The book is divided into three parts. The first, “Appalachia and the Making of Trump Country,” focuses on contemporary representations of Appalachia that proliferated during the 2016 election season. She identifies a particular brand of think pieces that were written in newspapers and magazines during this time, what she calls the “Trump country genre of election writing”. Writing to a predominantly middle class audience, this genre portrayed Appalachians as hopeless reminders of the failure of the American Dream, living in rural poverty and possessing values at odds with the larger American public. Catte argues that these sensationalized representations of Appalachians emerge from a long trend of casting Appalachians as the Other; she considers the long history of economic exploitation of Appalachians, and contends that industrialists moving into the region justified their actions by portraying them as uncivilized mountaineers in need of outside assistance, which, of course, came in the form of being employed in difficult jobs in coal mines.

The second part, “Hillbilly Elegy and the Racial Baggage of J.D Vance’s ‘Greater Appalachia,’” argues that Vance’s personal memoir fosters damaging impressions of Appalachian people. The crux of Vance’s argument is that Appalachia is full of unemployed, drug-using individuals that take advantage of the welfare system. He also contends that government assistance cannot alleviate the issues in Appalachia because the people themselves are the root of their own problem – he claims that Appalachians are of a unique Scots-Irish heritage that predisposes them to destructive behaviors. Catte argues against this claim, and writes that it is this kind of deterministic thinking that eugenicists dangerously latch onto.

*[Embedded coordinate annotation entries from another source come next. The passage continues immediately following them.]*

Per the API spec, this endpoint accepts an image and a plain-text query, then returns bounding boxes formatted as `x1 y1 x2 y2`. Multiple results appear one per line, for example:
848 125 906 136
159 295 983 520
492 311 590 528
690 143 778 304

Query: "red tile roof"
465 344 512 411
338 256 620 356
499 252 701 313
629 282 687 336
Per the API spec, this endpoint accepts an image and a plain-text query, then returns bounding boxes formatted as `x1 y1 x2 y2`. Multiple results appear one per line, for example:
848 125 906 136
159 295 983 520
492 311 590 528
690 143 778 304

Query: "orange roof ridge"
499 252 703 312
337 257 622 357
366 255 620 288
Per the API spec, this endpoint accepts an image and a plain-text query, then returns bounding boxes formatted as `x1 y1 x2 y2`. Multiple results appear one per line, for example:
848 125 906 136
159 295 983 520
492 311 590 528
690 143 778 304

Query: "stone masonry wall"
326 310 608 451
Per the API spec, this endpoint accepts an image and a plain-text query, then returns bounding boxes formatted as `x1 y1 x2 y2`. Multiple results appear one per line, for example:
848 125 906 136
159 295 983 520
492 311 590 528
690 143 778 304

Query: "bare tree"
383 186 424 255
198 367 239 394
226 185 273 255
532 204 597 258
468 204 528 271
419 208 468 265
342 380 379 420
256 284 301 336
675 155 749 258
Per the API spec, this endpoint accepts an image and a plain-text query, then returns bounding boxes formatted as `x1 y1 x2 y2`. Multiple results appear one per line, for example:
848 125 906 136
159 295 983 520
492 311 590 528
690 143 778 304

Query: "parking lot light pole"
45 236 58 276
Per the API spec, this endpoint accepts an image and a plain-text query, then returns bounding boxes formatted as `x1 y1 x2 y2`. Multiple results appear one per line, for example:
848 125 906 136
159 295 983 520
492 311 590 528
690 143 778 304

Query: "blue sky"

In the third part, “Land Justice, People,” Catte considers the long line of social justice action in Appalachia – the amount of people that worked to improve their communities directly counters Vance’s characterization of Appalachians as genetically complacent. From people that fought against the ravages on their land from strip mining, to community organizers like Huey Perry, that implemented several anti-poverty projects, Appalachians continuously make efforts to improve their individual and collective circumstances. Yet, what Vance’s account does not acknowledge is that there are significant barriers to social change in Appalachia. In particular, wealth inequality and political corruption make it difficult to transcend the social problems that Appalachians face; however, Catte adovcates for community action projects that involve locals in addressing issues such as food scarcity, unemployment, and poor infrastructure. Though Catte suggests the problems in Appalachia still remain, she emphasizes the significance of letting Appalachians foster their own representations of themselves and their land, because ultimately, the Appalachian myth has detrimentally created a totalizing notion of a large and diverse group of people.